Oczywiście. Powiedziałem to z dużą dozą optymizmu, bo nie chcę, żebyśmy pojechali do Gliwic bronić się od początku tak, jak w końcówce z Arką, dwadzieścia-trzydzieści metrów od bramki. Może się wtedy przytrafić jakiś błąd któremuś z nas i możemy stracić bramkę. Co wtedy? Będziemy się starali grać swoją piłkę, kontrować Piasta. Ale to jest przyszłość, jeszcze nie rozmawialiśmy o tym meczu, dopiero skończyliśmy bitwę z Arką.

Pamiętasz w ogóle, kiedy ostatnio byliście poza strefą spadkową?

Zaskoczyłeś mnie w tym momencie, już nie pamiętam! To były chyba jeszcze czasy trenera Bartoszka, oscylowaliśmy gdzieś koło 11., 12. miejsca. No i potem już było tylko gorzej – poszliśmy w dół, dopiero trener Zieliński nas poukładał. Taktycznie, ale i mentalnie. Od kiedy przyszedł, wbił nam do głowy, że tak jak z mężczyzną – nie jest ważne to, jak zaczęliśmy, tylko jak skończymy. Niby prosty cytat, ale wziąłem to sobie do serca i jak na razie realizujemy to skrzętnie. Myślę, że kropkę nad i uda się postawić i utrzymamy się w lidze.

Szczerze: wierzyliście, że po trzech porażkach z Pogonią, Śląskiem i Cracovią, da się tego dokonać?

Zawsze są momenty zwątpienia, choćbyś był nie wiadomo jak przygotowany mentalnie. Przyznam szczerze, że takie momenty też były. Najgorzej było po Cracovii, kiedy prowadziliśmy 2:1, straciliśmy bramki w końcówce, do tego dostałem czwartą żółtą kartkę, co oznaczało, że nie pojadę na Lechię. Nie mogłem tam pomóc, wszystko było zależne od kolegów. To było dla mnie najtrudniejsze. Ale później myśli tak ukierunkowałem, że to jeszcze nie koniec. Że damy radę, że po najczarniejszych chmurach przychodzą pozytywne myśli, które je przeganiają. W moim przypadku tak było.

Reklama

Jak dzisiejszy mecz wyglądał w głowach. Arka teoretycznie nie grała o nic, ale wiadomo – nikt nie lubi przegrywać, nawet jeśli wygrać nie musi.

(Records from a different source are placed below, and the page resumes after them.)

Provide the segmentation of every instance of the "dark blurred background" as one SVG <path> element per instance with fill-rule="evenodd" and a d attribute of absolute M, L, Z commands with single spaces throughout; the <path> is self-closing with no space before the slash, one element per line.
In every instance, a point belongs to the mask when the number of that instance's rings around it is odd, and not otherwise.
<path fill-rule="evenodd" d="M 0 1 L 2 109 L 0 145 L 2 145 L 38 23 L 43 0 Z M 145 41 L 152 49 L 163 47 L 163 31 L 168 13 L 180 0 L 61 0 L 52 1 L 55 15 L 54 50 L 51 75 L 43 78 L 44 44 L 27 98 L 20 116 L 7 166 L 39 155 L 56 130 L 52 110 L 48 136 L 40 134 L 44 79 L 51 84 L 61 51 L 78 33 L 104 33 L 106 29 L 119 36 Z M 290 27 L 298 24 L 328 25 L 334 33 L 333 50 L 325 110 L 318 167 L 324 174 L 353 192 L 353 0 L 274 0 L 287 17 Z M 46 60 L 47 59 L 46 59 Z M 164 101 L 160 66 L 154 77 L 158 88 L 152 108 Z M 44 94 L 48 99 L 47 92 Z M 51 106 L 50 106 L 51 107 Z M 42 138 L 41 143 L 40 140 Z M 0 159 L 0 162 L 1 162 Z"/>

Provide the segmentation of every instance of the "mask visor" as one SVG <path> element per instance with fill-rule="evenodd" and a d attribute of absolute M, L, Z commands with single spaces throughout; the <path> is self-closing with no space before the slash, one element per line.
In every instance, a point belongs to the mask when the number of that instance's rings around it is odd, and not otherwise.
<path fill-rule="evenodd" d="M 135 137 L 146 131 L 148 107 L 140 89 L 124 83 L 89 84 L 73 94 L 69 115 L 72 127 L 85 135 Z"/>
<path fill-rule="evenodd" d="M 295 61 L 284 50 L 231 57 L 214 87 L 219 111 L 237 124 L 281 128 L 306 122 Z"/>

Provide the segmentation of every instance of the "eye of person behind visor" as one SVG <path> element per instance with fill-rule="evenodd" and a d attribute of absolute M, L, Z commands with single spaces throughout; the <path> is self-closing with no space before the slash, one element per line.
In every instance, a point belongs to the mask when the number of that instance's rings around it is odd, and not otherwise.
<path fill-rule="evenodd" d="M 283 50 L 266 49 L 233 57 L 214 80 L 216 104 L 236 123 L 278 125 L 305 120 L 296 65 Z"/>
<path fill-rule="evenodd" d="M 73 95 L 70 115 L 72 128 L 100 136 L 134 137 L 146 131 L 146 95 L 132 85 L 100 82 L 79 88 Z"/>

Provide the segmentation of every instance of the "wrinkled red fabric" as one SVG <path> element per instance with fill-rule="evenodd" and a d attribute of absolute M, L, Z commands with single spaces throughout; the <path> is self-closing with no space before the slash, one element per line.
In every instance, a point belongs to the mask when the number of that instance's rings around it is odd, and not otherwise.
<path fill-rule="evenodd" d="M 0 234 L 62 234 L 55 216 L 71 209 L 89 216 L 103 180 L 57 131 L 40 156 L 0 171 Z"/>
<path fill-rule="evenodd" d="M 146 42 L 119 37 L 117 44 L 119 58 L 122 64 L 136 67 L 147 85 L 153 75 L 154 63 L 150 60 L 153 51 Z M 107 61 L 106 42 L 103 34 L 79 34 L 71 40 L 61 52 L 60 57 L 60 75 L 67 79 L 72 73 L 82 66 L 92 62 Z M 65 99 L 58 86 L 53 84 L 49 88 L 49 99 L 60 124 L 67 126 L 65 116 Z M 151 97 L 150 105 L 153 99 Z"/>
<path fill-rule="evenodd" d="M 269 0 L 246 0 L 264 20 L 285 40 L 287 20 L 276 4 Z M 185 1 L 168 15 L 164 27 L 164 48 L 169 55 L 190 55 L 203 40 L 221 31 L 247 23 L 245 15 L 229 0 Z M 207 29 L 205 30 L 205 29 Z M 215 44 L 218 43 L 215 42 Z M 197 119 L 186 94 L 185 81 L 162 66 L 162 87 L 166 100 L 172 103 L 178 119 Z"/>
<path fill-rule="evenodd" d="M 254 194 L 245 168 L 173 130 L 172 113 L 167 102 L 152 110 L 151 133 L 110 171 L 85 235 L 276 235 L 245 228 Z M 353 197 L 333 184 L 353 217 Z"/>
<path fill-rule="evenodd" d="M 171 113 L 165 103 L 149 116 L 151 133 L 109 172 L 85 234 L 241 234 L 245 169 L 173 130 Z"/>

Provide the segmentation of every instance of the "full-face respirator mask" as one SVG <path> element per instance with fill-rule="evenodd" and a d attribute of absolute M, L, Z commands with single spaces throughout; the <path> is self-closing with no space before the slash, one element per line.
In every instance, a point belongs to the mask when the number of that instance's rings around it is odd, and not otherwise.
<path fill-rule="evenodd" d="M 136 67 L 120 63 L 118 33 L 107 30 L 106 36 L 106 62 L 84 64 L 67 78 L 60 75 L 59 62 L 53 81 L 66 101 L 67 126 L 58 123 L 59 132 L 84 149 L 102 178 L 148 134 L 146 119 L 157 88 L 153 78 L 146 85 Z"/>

To był niewygodny mecz, bo Arka przyjechała po pierwszym zwycięstwie po serii porażek, była podbudowana, grała na luzie. Taki mecz, gdzie my gramy o życie, oni o nic, różnie może się potoczyć. Mogą cię zmiażdżyć, bo grają na lajcie, a my się spinamy. Początek tak wyglądał, pierwsze dwadzieścia minut mieliśmy niemrawe, musieliśmy się wziąć w garść. Dostaliśmy bramkę i paradoksalnie to ona była dla nas gongiem, przebudzeniem. „Obudź się, bo ekstraklasa odjedzie”. Fajnie zareagowaliśmy, strzeliliśmy gola przed przerwą, a po niej stłamsiliśmy Arkę aż do gola na 2:1. A potem wróciła stara, niedobra Termalica. Znów czekamy, co przeciwnik zrobi, nie trzymamy piłki, laga do przodu na walkę do Gutka czy Śpiony. To nie może tak wyglądać. Szczęśliwie dowieźliśmy to 2:1, bo dobrze funkcjonowała obrona, ale w innych meczach – z Cracovią, z Pogonią – już tak dobrze nie było. Dostawaliśmy gole w końcówkach, co teraz widać w tabeli, gdzie brakuje nam tamtych punktów.

Jak chcecie sobie ten tydzień przed Piastem ułożyć, żeby mentalnie być gotowym, żeby utrzymać ligę w Niecieczy? Żeby móc rezerwować tę remizę?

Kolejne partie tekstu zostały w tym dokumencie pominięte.